M. [J] ne produit pas ses revenus de l’année 2007, mais ceux des années suivantes qui ne peuvent être utilement pris compte pour apprécier la situation de ce dernier au 8 février 2008.
En conséquence, il convient de constater que le cautionnement n’était pas manifestement disproportionné à ses biens et revenus.

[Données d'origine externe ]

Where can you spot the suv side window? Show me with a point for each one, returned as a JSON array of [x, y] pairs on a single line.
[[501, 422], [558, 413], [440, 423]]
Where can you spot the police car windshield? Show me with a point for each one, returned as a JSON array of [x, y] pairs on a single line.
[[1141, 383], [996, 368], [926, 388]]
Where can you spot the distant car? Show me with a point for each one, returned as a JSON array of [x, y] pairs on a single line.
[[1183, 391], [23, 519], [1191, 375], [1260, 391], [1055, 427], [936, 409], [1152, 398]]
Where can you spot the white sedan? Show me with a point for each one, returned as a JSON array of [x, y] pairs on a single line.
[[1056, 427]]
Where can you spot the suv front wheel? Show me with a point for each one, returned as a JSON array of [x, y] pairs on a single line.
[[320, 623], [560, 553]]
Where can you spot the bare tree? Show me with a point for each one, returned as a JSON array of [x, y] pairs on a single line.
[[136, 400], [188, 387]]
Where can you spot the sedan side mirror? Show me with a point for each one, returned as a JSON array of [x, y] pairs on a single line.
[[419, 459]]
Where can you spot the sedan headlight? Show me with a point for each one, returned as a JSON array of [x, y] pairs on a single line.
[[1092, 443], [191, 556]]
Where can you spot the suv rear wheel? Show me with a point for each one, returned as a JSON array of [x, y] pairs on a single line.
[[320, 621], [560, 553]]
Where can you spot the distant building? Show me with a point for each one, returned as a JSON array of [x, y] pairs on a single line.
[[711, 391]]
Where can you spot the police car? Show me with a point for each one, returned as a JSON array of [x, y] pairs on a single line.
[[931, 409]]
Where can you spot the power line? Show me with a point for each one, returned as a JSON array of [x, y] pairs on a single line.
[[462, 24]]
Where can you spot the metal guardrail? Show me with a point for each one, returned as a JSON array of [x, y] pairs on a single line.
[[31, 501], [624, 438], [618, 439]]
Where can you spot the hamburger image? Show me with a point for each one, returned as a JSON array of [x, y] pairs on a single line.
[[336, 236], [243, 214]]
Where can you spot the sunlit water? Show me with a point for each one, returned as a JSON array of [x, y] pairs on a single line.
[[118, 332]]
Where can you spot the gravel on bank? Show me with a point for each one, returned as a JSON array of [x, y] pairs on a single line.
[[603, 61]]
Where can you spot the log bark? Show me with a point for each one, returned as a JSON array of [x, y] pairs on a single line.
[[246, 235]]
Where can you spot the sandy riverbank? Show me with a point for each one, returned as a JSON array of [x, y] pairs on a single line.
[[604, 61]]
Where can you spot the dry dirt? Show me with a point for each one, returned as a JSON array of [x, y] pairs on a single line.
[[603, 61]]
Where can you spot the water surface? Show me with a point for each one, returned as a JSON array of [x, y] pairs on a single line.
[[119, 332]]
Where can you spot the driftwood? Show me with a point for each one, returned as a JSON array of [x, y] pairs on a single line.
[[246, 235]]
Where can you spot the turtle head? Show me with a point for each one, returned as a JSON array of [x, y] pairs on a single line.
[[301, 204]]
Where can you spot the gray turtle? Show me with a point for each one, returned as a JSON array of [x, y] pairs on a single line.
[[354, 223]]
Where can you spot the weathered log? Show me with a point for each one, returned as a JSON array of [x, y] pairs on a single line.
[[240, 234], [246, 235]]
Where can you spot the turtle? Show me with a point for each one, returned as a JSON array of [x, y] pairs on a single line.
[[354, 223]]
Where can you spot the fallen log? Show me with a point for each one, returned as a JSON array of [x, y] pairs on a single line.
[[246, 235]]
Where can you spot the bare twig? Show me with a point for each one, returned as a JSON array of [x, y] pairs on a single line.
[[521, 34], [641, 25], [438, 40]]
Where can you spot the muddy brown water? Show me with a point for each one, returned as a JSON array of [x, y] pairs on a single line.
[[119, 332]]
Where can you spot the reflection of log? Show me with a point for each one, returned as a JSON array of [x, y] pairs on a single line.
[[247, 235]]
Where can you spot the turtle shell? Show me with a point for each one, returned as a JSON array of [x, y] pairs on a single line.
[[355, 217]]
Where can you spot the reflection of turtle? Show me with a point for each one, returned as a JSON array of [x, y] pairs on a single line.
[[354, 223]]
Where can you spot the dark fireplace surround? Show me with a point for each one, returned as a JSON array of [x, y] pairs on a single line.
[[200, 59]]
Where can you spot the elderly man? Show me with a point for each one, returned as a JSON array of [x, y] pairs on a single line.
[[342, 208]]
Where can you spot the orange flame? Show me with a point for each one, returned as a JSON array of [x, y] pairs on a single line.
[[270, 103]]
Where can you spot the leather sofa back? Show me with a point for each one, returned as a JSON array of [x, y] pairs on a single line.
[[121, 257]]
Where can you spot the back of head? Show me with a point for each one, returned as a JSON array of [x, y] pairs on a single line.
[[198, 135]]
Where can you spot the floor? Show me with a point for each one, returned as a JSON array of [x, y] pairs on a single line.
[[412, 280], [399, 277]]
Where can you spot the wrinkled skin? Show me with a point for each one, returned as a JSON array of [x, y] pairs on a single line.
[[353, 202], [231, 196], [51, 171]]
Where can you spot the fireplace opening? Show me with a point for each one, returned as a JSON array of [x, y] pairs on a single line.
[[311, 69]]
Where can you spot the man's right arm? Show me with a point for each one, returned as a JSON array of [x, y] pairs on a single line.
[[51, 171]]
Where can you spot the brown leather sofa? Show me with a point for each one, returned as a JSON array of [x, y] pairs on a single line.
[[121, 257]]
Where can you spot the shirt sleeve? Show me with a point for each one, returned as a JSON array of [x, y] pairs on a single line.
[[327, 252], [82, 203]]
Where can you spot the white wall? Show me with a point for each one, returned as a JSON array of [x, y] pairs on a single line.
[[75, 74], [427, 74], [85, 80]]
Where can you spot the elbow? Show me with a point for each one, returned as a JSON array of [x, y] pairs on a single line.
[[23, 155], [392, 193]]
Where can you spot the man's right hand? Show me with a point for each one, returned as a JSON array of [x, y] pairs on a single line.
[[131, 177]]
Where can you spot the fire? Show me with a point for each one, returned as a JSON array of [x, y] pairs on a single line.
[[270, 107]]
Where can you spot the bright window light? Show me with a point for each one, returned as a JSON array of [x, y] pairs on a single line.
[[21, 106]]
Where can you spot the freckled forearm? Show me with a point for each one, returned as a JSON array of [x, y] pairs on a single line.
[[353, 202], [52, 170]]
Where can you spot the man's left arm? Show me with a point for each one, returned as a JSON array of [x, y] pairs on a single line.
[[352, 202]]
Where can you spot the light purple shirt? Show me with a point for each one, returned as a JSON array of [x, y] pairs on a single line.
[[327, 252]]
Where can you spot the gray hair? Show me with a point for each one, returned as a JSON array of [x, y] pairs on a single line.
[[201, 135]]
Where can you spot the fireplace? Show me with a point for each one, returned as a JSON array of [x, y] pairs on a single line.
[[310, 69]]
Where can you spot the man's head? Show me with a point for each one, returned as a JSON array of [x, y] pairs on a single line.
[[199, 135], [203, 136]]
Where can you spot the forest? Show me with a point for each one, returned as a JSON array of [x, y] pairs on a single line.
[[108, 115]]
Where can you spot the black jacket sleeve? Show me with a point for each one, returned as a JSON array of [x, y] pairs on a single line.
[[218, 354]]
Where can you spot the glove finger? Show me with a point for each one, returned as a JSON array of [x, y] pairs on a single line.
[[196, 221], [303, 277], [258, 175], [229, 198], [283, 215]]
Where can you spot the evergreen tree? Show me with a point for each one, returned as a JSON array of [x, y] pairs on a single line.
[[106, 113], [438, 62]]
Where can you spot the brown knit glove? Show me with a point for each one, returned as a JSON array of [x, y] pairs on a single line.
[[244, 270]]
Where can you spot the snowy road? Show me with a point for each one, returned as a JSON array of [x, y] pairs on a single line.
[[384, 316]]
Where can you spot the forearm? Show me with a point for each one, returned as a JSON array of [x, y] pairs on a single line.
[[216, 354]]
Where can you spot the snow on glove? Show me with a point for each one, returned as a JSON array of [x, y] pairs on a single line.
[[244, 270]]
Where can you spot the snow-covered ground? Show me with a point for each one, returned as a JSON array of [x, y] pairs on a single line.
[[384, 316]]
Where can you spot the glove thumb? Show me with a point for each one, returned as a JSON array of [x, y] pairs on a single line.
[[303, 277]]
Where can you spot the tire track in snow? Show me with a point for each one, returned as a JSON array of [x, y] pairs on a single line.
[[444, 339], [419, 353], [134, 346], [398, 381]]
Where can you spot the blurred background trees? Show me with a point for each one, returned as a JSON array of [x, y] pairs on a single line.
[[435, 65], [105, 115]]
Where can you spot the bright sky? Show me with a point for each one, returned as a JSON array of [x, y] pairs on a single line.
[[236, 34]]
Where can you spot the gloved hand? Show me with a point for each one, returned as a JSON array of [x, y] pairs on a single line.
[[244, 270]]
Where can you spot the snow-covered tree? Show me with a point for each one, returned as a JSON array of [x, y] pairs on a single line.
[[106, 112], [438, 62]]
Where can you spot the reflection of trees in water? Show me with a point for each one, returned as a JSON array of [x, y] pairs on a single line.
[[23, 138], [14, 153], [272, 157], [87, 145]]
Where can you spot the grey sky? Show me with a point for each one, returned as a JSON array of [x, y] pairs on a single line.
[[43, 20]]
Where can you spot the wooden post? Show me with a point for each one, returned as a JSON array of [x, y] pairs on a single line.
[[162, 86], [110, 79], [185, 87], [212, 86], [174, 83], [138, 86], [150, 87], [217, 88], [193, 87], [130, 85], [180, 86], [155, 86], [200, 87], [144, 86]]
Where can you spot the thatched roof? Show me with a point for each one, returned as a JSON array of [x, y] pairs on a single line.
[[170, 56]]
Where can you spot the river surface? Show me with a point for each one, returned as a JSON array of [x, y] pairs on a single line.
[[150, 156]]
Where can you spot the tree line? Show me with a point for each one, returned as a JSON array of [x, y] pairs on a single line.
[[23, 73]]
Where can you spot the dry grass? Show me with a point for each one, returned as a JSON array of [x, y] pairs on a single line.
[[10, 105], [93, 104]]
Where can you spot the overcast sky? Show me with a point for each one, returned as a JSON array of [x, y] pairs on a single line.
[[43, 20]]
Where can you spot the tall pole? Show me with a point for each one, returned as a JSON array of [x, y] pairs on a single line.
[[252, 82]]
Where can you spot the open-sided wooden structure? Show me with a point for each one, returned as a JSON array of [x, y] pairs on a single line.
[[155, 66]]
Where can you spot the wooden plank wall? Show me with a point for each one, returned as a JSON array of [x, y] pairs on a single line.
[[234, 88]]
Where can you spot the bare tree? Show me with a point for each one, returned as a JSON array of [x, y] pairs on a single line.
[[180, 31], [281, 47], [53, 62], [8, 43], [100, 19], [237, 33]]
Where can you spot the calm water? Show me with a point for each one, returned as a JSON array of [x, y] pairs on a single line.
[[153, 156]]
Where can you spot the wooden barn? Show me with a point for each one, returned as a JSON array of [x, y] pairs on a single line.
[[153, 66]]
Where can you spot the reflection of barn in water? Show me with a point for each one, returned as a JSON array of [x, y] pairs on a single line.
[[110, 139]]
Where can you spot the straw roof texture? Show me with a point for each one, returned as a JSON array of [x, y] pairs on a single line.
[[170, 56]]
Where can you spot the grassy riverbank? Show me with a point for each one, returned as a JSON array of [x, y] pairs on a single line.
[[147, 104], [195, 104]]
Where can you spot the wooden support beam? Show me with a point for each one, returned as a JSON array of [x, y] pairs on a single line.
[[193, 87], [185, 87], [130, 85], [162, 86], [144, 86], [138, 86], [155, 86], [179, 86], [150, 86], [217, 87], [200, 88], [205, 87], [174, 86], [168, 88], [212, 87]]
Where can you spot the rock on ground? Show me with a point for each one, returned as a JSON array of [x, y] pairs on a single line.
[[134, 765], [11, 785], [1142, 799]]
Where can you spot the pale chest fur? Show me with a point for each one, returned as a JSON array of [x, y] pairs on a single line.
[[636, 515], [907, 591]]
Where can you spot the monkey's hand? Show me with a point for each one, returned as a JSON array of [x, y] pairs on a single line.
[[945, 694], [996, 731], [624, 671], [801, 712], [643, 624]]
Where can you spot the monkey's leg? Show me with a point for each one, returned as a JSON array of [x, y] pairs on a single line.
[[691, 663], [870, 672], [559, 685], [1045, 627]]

Sur l’article 700 du code de procédure civile
Il y a lieu de faire application des dispositions de l’article 700 du code de procédure civile au profit de l’appelante.
Sur les dépens
La charge des dépens incombe à la partie perdante
PAR CES MOTIFS
La Cour, statuant publiquement et contradictoirement,
Infirme le jugement déféré en toutes ses dispositions et statuant de nouveau,
Déclare recevable la demande de la société Intrum Debt Finance AG,
Condamne M. [G] [J], ès qualité de caution de la société Gaïa, à payer à la société Intrum Debt Finance AG la somme de 22.425 euros en principal, outre intérêts au taux de 8,8 % à compter du 4 septembre 2018, date de réception de la lettre de mise en demeure,
Y ajoutant,
Ordonne la capitalisation des intérêts conformément aux dispositions de l’article 1343-2 nouveau du code Civil,
Déboute M. [G] [J] de ses demandes,
Condamne M. [G] [J] à payer à la société Intrum Debt Finance AG la somme de 2.500 euros sur le fondement de l’article 700 du code de procédure civile, ainsi qu’aux entiers dépens de première instance et d’appel .
Ainsi prononcé publiquement le 14 juin 2022 par mise à disposition de l’arrêt au greffe de la Cour, les parties en ayant été préalablement avisées dans les conditions prévues au deuxième alinéa de l’article 450 du code de procédure civile, et signé par Michel FICAGNA, Président et Sylvie LAVAL, Greffier.